Notes. — Pandanus halmaherensis is notable in having a large and massive pendant infructescence and drupes with a prismatic-conic shallowly bullate pileus with a spinescent stigma, unlike any other known species of the genus. Our new species can, however, be compared to P. sarasinorum Warb., endemic to Sulawesi (see Stone [1974b] for a complete description of this species). The two species share a similar habit (tall trees with long aerial proproots) and syncarps (very numerous and crowded cylindric drupes). Pandanus halmaherensis can nevertheless be easily distinguished by the larger dimensions of its leaves (mostly 220-250 × 5-8 cm vs. c. 150 × 4 cm in P. sarasinorum), much larger drupes (mostly 35-40 × 4-5 mm vs. 12-20 × 2-3 mm) and most notably by its larger (30-35 × 11-15 cm) solitary, ovoid syncarps (vs. an inflorescence with multiple, cylindrical syncarps, each 16-17 × 3-6 cm). This new species seems to be morphologically isolated within the genus and would only fit into Pandanus sect. Rykiopsis B. C. Stone ( Stone, 1974a). However, the latter section was defined based on the multiple syncarps of its type species P. sarasinorum.

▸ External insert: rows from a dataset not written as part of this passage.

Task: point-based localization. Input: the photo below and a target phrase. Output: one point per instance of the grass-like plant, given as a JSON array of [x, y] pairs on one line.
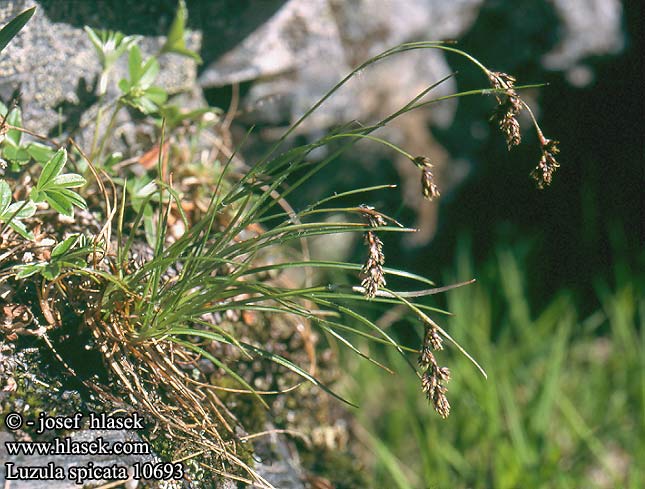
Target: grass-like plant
[[153, 297], [563, 406]]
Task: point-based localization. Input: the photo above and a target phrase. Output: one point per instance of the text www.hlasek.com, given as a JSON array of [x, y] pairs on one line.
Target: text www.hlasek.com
[[67, 446]]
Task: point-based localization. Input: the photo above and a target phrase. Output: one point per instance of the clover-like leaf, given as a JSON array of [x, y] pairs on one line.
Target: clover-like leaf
[[11, 214], [53, 187], [64, 246], [52, 168]]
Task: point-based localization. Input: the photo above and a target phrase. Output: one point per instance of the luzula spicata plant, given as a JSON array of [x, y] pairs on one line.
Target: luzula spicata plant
[[509, 105]]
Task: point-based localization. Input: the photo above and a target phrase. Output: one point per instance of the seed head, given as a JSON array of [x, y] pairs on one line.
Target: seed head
[[509, 106], [372, 274], [543, 172], [428, 185]]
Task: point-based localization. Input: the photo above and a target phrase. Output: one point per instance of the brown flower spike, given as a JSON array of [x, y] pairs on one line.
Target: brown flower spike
[[435, 377], [372, 274], [543, 173], [428, 186], [508, 107]]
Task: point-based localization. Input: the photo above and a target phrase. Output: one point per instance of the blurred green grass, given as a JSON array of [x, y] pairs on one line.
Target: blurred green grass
[[563, 407]]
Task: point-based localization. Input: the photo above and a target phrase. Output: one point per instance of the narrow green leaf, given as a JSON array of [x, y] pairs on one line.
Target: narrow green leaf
[[9, 31], [39, 152], [14, 119], [175, 42], [59, 202], [69, 180], [28, 210], [149, 72], [73, 197], [134, 65], [157, 95], [5, 196], [15, 154], [28, 270], [124, 85]]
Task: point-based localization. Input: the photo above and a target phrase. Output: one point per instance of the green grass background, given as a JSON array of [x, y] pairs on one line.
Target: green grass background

Paratypi. - Indonesia. Prov. North Maluku [Halmahera Isl.]: Central Halmahera, Weda Bay, Sake West, 00°29′39″N 127°57′44″E, 218 m, 19.VI.2013, Bangun, Mahroji & Fabanyo 843 (BO, G, L, MO-6486427, MO-3762979 carpo); East Halmahera, Weda Bay, SE of Tofu Blewen camp, 00°47′55″N 128°02′06″E, 480 m, 3.II.2013, Callmander, Fabanyo & Mahroji 1114 (BO, G, K, L, MO-6451256, MO-6451257, MO-6451258, MO-6149145 carpo); East Halmahera, Weda Bay, Kao Rahai, 00°41′54″N 128°01′02″E, 693 m, 26.II.2013, Fabanyo et al. 58 (BO, G, L, MO-6199115, MO-6451255, MO-6451254 carpo); Central Halmahera, Weda Bay, 00°31′44″N 127°54′22″E, 163 m, 11.IV.2013, Gushilman, Lasut & Fabanyo 560 (BO, G, L, MO-6472415, MO-6472416, MO-6398426 carpo).
Acknowledgments
The authors are grateful to Joeni Setijo Rahaju and Deby Arifiani at the Herbarium Bogoriense (BO) for their support and assistance, and to PT Weda Bay Nickel for the opportunity to participate in their Flora Inventory Programme on Halmahera, with special thanks to Tjut Fatisa Bangun, Bahar Fabanyo, Iska Gushilman, Idris Haris, Samsul Lasut, Gavin Lee, Roji Mahroji, Edi Permana, and Bilal Sau. We want to sincerely thank Ehoarn Bidault, Susana Arias Guerrero, Pete Lowry, Mary Merello and Ed de Vogel for their interest, tireless support and help in this study. We also thank Roy Gereau for preparing the Latin diagnoses. We are finally grateful for the valuable comments on the original manuscript provided by Henk Beentje.